Surgeons and scrub nurses should be careful with any implant/IOL material and try to avoid any contact with the center of the optic. This laboratory experiment has shown that acrylic materials with different water content and manufacturing process behave slightly different under indentation and are therefore more or less sensitive to external force. No direct correlation to clinical data can be drawn with these laboratory results. It is also not possible to give a ranking of the tested lenses from good to bad based on the results. All seven tested lenses have confirmed their quality through various studies and in clinical practice since their market launch. It is a pity that various details of the lens (details of the material formulation, manufacturing details) are kept extremely secret and one is partly dependent on information provided by the manufacturers even for scientific reasons.

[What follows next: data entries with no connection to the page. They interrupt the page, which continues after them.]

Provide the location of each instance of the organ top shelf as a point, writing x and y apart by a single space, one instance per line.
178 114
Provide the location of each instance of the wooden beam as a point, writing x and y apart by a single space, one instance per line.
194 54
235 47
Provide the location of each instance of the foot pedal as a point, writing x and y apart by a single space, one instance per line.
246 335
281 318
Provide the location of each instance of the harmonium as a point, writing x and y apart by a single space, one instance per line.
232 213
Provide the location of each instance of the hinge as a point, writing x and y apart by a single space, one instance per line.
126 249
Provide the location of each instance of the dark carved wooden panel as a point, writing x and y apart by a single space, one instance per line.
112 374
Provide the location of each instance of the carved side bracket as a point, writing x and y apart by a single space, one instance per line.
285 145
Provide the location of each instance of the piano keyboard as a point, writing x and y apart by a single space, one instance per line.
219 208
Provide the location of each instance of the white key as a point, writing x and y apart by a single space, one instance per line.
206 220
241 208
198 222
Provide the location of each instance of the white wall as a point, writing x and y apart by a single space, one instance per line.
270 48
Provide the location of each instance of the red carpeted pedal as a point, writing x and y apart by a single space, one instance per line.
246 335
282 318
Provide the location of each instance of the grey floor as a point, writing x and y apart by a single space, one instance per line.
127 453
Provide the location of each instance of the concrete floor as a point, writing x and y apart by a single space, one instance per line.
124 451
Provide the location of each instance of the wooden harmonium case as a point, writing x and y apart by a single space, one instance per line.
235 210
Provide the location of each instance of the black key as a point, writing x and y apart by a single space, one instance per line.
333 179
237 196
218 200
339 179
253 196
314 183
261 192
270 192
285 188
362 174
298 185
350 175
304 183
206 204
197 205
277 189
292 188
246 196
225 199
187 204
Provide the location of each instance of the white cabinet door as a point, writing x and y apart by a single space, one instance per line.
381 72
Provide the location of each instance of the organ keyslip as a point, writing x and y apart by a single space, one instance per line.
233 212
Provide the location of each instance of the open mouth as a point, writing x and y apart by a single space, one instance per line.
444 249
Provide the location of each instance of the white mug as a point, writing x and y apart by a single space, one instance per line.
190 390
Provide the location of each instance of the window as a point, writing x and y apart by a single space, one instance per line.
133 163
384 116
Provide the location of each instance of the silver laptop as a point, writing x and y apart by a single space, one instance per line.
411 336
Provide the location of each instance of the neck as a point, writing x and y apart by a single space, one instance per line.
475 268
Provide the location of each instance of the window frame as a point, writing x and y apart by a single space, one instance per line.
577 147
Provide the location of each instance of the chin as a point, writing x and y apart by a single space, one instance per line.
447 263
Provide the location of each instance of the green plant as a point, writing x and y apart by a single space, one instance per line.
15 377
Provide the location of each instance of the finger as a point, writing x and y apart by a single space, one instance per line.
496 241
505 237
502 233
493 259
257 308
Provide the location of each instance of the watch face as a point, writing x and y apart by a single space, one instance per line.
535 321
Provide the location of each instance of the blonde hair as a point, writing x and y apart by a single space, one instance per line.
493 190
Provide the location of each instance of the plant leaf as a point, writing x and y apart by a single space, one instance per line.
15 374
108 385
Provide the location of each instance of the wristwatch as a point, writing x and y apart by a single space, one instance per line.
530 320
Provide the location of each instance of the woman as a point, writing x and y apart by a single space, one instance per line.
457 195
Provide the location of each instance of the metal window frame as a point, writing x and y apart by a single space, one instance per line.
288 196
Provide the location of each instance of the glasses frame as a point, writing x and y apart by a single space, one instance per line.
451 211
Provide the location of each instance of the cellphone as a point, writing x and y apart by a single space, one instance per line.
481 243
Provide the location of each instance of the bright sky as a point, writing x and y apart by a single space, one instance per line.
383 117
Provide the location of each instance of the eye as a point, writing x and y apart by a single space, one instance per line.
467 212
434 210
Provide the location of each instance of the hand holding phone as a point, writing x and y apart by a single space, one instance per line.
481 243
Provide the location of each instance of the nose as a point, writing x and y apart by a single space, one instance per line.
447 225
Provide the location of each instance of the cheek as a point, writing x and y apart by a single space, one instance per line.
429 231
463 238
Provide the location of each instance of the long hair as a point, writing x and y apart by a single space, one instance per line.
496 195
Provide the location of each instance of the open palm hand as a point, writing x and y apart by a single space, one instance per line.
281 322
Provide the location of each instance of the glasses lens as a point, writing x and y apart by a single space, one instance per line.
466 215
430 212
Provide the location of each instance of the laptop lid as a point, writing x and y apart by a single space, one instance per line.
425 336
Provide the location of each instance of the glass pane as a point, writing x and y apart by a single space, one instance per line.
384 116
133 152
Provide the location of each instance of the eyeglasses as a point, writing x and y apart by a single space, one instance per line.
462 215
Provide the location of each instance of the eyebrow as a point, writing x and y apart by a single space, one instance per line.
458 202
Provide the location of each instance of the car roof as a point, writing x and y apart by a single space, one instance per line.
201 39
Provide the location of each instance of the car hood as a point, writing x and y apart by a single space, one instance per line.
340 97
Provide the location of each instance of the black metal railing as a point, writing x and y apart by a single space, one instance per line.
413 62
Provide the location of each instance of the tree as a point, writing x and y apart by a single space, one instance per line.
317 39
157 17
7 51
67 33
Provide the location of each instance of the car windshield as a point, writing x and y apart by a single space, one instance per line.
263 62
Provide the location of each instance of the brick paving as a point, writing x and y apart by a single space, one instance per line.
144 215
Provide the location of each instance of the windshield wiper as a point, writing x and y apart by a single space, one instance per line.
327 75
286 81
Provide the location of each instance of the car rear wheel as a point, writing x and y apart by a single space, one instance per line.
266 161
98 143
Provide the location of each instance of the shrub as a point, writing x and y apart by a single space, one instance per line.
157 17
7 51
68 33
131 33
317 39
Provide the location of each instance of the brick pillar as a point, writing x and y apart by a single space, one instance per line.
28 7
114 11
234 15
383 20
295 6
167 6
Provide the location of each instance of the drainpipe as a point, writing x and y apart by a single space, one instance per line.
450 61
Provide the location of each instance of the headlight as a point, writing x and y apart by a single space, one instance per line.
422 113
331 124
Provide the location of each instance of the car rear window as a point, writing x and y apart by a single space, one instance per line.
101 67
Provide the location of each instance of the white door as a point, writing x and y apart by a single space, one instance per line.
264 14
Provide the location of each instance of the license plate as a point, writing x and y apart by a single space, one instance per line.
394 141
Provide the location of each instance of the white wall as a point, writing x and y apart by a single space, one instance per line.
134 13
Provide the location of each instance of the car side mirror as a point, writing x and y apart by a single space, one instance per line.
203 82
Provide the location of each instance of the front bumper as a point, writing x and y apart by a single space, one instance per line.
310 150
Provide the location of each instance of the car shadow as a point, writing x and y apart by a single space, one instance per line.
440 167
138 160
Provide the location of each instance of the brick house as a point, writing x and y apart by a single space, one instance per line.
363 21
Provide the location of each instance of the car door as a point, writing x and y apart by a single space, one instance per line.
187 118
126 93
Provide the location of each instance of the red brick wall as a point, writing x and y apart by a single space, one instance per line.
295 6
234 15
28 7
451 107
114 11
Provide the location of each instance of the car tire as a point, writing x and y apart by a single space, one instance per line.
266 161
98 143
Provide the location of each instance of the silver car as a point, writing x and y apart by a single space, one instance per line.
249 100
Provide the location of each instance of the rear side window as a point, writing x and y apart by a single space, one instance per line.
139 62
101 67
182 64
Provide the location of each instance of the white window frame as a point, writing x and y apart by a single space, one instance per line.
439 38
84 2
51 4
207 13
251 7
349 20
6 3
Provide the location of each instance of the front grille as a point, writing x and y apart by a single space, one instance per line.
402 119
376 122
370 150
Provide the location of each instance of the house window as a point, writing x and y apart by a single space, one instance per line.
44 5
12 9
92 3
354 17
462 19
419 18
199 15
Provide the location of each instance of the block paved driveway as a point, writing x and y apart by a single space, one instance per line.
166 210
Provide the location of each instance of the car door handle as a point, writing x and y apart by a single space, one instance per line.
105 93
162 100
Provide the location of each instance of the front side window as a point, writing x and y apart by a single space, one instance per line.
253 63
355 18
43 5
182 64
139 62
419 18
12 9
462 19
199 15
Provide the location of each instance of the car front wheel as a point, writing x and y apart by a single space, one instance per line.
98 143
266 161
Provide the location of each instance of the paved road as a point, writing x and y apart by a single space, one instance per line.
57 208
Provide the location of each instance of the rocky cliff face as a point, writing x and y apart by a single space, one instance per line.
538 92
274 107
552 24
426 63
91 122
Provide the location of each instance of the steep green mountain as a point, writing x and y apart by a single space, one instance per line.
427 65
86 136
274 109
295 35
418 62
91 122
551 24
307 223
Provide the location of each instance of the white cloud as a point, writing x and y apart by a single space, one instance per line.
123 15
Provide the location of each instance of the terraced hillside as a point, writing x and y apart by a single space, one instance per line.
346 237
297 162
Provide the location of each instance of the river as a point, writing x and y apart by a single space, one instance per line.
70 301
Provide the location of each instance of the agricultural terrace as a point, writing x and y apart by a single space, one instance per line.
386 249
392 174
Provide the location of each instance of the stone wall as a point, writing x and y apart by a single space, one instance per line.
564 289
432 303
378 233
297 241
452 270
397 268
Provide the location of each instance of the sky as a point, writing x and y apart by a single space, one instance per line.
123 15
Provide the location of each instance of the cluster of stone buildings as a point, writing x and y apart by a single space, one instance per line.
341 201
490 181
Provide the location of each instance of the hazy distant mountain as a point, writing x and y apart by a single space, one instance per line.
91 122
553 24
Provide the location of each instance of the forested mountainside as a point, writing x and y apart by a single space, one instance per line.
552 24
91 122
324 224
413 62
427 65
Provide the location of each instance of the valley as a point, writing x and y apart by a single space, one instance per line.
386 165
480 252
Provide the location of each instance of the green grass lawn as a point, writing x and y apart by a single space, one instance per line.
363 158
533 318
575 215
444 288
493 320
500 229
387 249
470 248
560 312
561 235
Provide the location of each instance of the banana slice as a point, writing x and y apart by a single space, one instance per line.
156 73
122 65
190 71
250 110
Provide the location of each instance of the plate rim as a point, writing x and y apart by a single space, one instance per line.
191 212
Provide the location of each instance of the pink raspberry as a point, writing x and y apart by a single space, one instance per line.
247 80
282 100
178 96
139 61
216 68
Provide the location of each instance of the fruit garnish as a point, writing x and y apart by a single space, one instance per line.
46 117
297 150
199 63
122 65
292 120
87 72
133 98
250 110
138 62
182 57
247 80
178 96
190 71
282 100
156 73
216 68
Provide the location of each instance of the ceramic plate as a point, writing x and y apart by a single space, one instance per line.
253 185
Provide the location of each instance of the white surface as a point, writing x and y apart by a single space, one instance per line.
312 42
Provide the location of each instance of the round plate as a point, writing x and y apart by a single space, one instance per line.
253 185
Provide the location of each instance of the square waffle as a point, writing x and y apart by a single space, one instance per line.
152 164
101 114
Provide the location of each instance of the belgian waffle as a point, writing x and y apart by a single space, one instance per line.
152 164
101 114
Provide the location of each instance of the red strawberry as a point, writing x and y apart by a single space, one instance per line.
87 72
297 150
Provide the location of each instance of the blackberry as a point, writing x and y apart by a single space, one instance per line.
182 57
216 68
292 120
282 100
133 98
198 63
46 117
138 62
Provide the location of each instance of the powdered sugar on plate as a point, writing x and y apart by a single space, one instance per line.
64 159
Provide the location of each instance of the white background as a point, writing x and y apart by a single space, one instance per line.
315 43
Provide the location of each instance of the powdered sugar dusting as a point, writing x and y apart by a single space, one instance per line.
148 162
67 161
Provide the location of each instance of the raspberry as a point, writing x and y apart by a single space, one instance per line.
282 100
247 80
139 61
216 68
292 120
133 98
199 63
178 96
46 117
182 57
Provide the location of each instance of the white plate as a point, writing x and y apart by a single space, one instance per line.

Manufacturers try to balance the advantages and disadvantages of flexibility and stability. This explains that there are differences in the water content of the lens models, which are reflected in marginal differences in the behavior of our indentation tests. The key message is that knowledge about the vulnerability of modern, foldable acrylic, and silicone lenses seems to be important to achieve best postoperative results in clinical routine.

Conclusion

Since the three hydrophilic and three hydrophobic acrylic lenses are constructed of very similar material, it is not surprising that the results are very similar and there are no significant differences. Nevertheless, minor differences could be shown in this laboratory experiment. It was found that these correlate very well with the initial water content of the material . Even though hydrophobic materials with lower water content showed higher relative stiffness, penetration and defects can also occur with these. The manufacturing process of the lens (lathe-cut versus molded) is also crucial and seems to play an influence.

The surgeon and scrub nurse should always be aware that macroscopic changes are difficult to detect but could theoretically lead to clinical effects. The principle of not touching the center of any IOL optic at any time, either when preparing the lens or when positioning the IOL in the capsular bag, should be taken seriously.